If one looked hard enough, just moments after dawn, the faint whisper of our neighbouring isle could be seen dancing over the horizon. But it was far past dawn, and all I could see were the wispy pinks and reds of a nearing sunset.
That isle couldn’t have been much different to mine. Still, I wondered sometimes what it would be like there. Closer to the Gods, if only by a little.
Numbly, I turned my gaze down at my hands, wrapped tight around a splintered broomstick.
“The farther away from the Gods, the better,” I told myself.
Maybe one day I might have believed myself, rather than feared—and I did fear myself.
My secret that had to stay hidden.
“Valissa!”
I jolted out of my thoughts.
At the sound of that familiar grating screech, my slender shoulders stiffened and my grip tightened even more. White dots began to blot along my knuckles.
“Valissa!” she called again, so loud that a watchful crow that was perched on the cabin’s fence suddenly took flight.
I watched it go for a moment, wishing I could fly away with it. To escape many things, but in that moment to escape her—the dreaded sister-in-law.
With a huff, I let the broomstick fall and I shoved through the front door to the chilly cabin. Even with the day’s whisper of warmth still lingering, the cabin would be cold always, and the moisture from the sea would stay trapped inside.
“What?” I snapped, and kicked the door shut behind me.
My vexed glare found Tahmir kneeling by the dwindling pile of firewood.
Straw-like hair was piled messily atop her head, her bun so heavy that it was starting to droop down the side of her squared face. My brother’s wife was no looker, but that wasn’t a problem I had with her. And I had many.
Tahmir looked me up and down with an obvious sneer before she slapped her meaty hand down on the firewood basket. “Didn’t fill it up today?”
I folded my aching arms over my chest. “Clearly not.”
It took all I had to not throw in some unkindly words. But we’d all agreed—me, Tahmir, and my brother, Moritz—that in front of their son, we would bite our tongues.
Last time Tahmir and I went at it, hands were thrown, not just words. If we were all going to live together, we had to find ways to tolerate better.
“Well, I don’t know what your brother will think about that,” she shot back at me.
Petal, my whiny snot-nosed nephew, snored on the lumpy couch by the fireplace. Only because he slept did Tahmir let some disdain slip into her venomous tone.
“He’ll probably wonder why the Gods sent him you.” I shrugged. “Since you’ve done nothing all day, and you’ll do nothing all night.” My arms dropped to my sides and my stare turned withering. “Everyone else on this isle manages to balance work and chores just fine. Why can’t you?”
That was what grated on me most with Tahmir.
She was entitled. There was no reason for it. She wasn’t born into wealth, or destined for great things.
Gods, we lived on the smallest of the Commos Isles. Still, she found a way to hold onto that bizarre fussiness of hers.
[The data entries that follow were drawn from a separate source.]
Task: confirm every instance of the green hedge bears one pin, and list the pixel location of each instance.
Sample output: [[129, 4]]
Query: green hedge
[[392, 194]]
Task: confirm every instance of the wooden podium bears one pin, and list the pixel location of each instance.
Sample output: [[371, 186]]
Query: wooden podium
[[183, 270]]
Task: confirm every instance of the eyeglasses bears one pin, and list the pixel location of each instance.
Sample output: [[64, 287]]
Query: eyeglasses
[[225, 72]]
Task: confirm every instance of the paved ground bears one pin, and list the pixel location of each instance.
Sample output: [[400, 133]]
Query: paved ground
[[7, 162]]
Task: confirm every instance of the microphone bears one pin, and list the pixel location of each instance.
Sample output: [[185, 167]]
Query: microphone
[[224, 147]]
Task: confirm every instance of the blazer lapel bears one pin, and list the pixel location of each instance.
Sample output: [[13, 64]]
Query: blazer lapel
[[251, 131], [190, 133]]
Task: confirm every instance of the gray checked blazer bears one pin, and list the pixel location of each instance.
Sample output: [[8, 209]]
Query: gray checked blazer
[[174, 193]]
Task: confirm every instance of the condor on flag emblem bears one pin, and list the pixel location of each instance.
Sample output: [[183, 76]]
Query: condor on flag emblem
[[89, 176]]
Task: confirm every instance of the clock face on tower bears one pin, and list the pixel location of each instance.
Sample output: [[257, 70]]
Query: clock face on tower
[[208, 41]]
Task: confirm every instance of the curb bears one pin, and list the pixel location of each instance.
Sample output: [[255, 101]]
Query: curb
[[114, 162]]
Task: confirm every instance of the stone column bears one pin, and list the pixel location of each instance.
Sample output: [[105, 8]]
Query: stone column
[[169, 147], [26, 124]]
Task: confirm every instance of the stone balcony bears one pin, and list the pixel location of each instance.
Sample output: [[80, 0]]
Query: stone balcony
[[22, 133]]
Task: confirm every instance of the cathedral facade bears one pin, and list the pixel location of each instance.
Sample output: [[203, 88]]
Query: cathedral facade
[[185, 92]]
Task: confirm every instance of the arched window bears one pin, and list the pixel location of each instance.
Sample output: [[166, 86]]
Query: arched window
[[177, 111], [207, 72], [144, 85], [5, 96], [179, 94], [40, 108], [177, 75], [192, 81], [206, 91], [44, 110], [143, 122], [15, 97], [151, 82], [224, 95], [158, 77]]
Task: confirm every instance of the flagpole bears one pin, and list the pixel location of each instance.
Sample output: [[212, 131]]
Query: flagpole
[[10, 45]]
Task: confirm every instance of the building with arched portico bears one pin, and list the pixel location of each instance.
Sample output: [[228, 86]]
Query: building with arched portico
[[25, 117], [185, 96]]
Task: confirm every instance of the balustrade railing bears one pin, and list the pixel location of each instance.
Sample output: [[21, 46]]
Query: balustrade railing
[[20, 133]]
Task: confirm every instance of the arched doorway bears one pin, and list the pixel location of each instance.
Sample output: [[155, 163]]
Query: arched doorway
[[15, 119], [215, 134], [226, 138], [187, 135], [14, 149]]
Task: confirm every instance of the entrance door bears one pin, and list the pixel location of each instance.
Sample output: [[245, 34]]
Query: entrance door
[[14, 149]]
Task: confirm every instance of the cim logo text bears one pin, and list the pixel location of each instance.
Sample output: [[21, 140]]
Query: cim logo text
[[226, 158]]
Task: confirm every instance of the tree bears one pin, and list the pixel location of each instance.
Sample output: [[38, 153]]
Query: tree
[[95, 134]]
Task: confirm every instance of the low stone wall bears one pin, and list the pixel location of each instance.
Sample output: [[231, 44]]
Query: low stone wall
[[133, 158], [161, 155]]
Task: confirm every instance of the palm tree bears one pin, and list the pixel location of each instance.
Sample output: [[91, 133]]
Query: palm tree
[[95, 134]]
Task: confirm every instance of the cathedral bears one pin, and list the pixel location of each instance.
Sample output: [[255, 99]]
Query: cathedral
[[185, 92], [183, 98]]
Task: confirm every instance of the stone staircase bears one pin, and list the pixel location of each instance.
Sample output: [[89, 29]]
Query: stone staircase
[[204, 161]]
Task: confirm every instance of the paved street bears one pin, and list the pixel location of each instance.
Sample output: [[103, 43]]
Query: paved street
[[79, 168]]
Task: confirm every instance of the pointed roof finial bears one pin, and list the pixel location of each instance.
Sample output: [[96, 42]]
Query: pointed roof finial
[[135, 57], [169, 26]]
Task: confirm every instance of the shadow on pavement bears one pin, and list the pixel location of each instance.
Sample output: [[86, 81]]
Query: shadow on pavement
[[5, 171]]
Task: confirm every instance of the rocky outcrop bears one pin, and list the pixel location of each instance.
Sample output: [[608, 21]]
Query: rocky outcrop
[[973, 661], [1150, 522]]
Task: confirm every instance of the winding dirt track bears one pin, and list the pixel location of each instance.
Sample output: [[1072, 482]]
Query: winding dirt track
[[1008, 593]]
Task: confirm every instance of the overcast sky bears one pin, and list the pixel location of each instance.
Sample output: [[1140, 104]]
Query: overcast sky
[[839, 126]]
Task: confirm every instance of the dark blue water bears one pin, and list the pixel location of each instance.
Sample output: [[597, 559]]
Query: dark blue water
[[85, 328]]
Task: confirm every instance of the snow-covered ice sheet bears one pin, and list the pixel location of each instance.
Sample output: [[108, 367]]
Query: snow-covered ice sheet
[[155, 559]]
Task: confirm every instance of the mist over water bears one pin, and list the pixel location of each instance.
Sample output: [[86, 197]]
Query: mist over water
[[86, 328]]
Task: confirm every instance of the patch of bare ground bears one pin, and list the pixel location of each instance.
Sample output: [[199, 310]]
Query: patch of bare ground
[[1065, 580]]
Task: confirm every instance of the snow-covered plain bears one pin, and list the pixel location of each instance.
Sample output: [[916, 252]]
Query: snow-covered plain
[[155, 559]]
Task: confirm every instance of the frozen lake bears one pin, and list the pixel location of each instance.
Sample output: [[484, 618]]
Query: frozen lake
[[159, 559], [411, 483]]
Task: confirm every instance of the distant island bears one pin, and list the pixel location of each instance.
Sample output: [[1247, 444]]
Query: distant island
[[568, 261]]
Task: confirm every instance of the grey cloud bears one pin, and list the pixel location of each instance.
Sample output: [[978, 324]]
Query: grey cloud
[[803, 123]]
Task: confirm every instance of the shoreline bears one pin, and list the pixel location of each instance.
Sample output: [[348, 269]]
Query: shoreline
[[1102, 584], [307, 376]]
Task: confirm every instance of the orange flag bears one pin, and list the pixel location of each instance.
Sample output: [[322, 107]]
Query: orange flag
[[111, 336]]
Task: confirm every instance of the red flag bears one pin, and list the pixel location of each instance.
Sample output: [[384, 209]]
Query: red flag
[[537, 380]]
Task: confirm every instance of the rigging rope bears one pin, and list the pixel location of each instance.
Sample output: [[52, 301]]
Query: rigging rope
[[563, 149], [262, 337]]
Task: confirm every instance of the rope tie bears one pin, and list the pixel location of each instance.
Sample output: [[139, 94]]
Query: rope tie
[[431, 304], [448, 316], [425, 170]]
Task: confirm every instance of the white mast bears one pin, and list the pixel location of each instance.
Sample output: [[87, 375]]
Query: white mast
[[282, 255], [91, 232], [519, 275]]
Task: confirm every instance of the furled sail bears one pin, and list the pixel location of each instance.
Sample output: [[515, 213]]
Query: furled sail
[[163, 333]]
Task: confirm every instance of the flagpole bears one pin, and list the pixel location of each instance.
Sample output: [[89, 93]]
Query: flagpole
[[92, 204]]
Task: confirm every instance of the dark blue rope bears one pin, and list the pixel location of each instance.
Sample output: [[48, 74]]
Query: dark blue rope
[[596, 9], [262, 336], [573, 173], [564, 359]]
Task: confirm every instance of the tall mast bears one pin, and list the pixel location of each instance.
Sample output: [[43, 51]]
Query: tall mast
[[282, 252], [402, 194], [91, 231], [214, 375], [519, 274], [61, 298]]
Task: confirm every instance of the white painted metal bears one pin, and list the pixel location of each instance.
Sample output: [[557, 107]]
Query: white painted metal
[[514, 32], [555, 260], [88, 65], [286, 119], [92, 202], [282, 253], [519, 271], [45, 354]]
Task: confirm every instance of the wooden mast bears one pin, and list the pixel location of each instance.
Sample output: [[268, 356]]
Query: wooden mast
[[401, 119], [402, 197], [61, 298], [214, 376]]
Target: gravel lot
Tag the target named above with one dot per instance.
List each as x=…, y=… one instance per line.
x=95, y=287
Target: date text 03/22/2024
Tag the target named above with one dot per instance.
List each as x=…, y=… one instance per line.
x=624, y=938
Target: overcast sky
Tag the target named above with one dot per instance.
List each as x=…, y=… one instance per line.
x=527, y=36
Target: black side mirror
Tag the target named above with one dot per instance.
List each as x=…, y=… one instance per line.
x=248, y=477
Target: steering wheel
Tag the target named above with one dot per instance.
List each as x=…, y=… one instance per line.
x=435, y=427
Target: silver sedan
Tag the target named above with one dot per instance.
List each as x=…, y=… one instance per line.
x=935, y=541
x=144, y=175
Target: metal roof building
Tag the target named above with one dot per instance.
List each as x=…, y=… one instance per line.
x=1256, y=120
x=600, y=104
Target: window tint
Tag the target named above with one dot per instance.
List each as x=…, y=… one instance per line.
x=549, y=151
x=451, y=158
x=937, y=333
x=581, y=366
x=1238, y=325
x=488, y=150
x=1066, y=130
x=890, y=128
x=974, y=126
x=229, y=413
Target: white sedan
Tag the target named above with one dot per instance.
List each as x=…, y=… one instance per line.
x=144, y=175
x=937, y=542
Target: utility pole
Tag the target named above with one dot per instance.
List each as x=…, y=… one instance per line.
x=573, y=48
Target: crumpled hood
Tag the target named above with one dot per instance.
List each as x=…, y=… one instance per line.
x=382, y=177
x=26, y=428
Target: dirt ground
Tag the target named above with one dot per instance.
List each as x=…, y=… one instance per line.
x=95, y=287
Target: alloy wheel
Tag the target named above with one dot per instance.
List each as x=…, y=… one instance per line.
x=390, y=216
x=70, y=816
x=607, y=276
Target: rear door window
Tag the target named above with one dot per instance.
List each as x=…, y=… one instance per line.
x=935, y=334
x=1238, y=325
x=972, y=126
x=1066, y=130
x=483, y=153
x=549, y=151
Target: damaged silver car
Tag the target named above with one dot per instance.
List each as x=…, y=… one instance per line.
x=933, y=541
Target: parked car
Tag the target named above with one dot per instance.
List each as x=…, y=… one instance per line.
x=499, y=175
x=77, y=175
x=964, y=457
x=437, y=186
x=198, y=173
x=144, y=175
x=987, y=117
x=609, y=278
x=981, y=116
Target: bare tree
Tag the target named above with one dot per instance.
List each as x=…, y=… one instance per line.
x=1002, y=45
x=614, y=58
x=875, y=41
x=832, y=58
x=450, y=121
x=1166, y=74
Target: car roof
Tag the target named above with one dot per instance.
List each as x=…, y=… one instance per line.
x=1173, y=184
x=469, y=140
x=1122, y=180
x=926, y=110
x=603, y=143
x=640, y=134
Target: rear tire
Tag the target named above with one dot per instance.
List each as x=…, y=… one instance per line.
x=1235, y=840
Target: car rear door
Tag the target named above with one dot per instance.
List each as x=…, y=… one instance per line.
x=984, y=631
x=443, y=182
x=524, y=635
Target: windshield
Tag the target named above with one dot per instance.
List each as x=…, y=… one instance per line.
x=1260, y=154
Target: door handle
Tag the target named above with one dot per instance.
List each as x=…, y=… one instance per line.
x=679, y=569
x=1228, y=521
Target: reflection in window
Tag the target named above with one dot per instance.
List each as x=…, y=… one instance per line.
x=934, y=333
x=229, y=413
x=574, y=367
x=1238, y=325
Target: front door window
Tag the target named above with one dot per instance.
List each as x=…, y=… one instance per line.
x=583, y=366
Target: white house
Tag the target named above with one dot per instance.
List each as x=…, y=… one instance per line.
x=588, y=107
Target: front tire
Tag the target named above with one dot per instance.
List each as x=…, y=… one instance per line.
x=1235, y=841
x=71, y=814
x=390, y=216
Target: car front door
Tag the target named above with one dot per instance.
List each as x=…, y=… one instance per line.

“Being a new mother isn’t easy, Valissa.” Tahmir shoved up from the floorboards, her thin, cracked lips twisting into something ugly. “It’s the hardest work there is. I don’t always have time to run the errands, so you will have to.”
Maybe she was right. Petal wasn’t an easy child to care for. But I was no mother or wife, yet I did the work of both and more.
Still, ‘new mother…’
“Petal is three, he’s not a new-born.” At my sides, my hands fisted. “Besides, I already do most of your chores, my own, and I work,” I added. “All you have to do is go to the market and buy some firewood and sustenance. No one’s asking you to cut down a tree, Tahmir.”
“Work!” She cackled a rough sound, like tree bark breaking off in the Frost Season. “A dancer of the night is not a job, Valissa. It’s a filthy hobby. One that will make sure you never marry on this isle.”
Maybe that was why she hated me? Not so much me, but my work.
I had no shame in it.
I danced at the tavern some nights and at the rare midnight party we had on the isle. Now that I watched that sneer on Tahmir’s face turn into something grimmer than I could have imagined, I was sure of it. She loathed me for my work.
I shrugged with as much care as I had for her, which was none.
“Not everyone dreams of marriage,” I said, and turned my back on her.
Just as I made to go through the door, Tahmir muttered a word that froze me on the spot.
“Avsky.”
For a moment, I stood there, staring at the cracks in the door. A lump swelled in my throat. I was choking—on the rage flooding me, the hurt gutting me.
Abomination.
Not a word thrown at someone for their type of work. Not a word heard on Zwayk, or anywhere for that matter.
Tahmir risked my life by speaking that word. She could have exposed my secret. The very secret my mother died to protect.
Tahmir might as well have spit on my mother’s grave.
Slowly, I looked over my shoulder at her and let all my calm rage flood my stony face.
“If you ever say that word again,” I hissed, “I’ll cut your tongue out while you sleep.”